El drama humano anuncia el drama solitario del sacrificio divino y finalmente queda envuelto en él.
'Uno de vosotros me va a traicionar'
Leonardo siempre acostumbraba a llevar consigo un cuaderno donde realizaba bocetos de todas las impresiones y personajes que le parecían más apropiados para representar a Jesús y sus apóstoles. Gran parte de su precioso material lo obtuvo de los asistentes a las numerosas recepciones y paseos a los que asistía.
"Uno de vosotros me va a traicionar", dijo Jesús. El apóstol Felipe, muy entristecido, empezó a replicarle: "¿Seré yo Señor?". El resto se miraban, unos a otros, sin saber de quién se trataba.
Con esta concepción novedosa para la historia del arte, cada gesto, cada expresión, cada figura y cada grupo ganan en significación e importancia.
Las palabras de Cristo han sonado: "uno de vosotros me entregará". Los apóstoles se asustan bajo la impresión de lo dicho. Hay consternación en los discípulos. Solo Jesús mantiene la serenidad y la calma, como se aprecia en la obra.
Los detalles de las manos de los apóstoles y de Jesús en 'La Última Cena' enseñan que los gestos y los movimientos son particularmente expresivos del estado mental de cada individuo y de la reacción emocional. La posición de las manos sirve como elemento de la composición ligando a cada grupo de tres apóstoles. De allí, el intento del artista de no situarlos solos o en parejas -uno junto a otro- sino de ordenarlos en grupos relacionados y ricos de expresión.

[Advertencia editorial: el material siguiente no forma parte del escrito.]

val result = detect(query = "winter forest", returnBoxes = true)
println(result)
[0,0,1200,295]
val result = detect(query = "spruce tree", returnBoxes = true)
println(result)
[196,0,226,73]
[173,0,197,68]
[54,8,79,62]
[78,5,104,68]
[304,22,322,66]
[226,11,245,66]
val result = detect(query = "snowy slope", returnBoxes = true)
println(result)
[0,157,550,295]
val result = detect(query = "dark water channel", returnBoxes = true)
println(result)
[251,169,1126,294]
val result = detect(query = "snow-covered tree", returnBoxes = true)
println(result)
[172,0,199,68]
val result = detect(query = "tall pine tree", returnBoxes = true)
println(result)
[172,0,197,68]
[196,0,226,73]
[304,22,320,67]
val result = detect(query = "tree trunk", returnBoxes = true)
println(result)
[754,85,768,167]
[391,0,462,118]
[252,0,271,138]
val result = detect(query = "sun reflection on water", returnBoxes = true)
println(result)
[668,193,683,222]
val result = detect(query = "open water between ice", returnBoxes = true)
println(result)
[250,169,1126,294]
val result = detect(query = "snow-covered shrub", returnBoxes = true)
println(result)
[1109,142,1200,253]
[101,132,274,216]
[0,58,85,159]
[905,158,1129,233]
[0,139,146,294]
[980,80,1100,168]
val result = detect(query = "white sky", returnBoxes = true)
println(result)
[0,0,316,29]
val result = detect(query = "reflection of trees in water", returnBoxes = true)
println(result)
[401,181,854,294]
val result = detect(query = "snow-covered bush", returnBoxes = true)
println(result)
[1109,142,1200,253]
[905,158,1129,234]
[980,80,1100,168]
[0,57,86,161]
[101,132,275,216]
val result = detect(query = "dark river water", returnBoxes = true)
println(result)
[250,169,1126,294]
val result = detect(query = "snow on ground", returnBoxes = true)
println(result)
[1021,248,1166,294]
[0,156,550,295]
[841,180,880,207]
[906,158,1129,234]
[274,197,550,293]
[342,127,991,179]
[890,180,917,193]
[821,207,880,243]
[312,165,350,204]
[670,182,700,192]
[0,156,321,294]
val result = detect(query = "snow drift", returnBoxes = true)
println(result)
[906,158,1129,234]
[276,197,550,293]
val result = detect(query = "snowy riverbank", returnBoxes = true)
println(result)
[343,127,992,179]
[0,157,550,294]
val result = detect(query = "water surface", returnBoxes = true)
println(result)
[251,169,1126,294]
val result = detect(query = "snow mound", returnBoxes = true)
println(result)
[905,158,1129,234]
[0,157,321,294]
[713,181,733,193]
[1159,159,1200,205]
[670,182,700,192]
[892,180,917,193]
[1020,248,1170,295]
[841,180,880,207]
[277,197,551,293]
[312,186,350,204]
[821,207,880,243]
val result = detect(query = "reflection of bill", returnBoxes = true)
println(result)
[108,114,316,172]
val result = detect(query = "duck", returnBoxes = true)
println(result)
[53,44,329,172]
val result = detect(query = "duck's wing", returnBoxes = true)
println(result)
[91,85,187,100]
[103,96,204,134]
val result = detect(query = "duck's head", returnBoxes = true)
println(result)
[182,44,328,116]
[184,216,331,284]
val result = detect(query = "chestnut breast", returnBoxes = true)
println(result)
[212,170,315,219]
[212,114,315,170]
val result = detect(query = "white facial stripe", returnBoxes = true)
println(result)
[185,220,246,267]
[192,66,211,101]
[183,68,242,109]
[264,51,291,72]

Como las manos, pero de una manera más discreta, las cabezas de los apóstoles son todas obras maestras de una investigación psicológica y fisonómica. Los detalles reproducidos en el agrupar tradicional por tres demuestran claramente el modo de la composición de 'La Última Cena', que parece presentarse, de manera casi natural, a través de los gestos y de los movimientos impetuosos que originaron las palabras de Cristo.
Lo que sí es cierto es que el artista italiano nunca utilizó ningún código para representar a María Magdalena en su obra ni le da importancia al Santo Grial. Tan es así que se trata de las pocas Última Cena donde no se aprecia este elemento sagrado. Pero sí deja, en cambio, pruebas -en sus cuadernos personales- de los bocetos donde se aprecia su joven y amado discípulo, quien representa la figura de Juan y Felipe.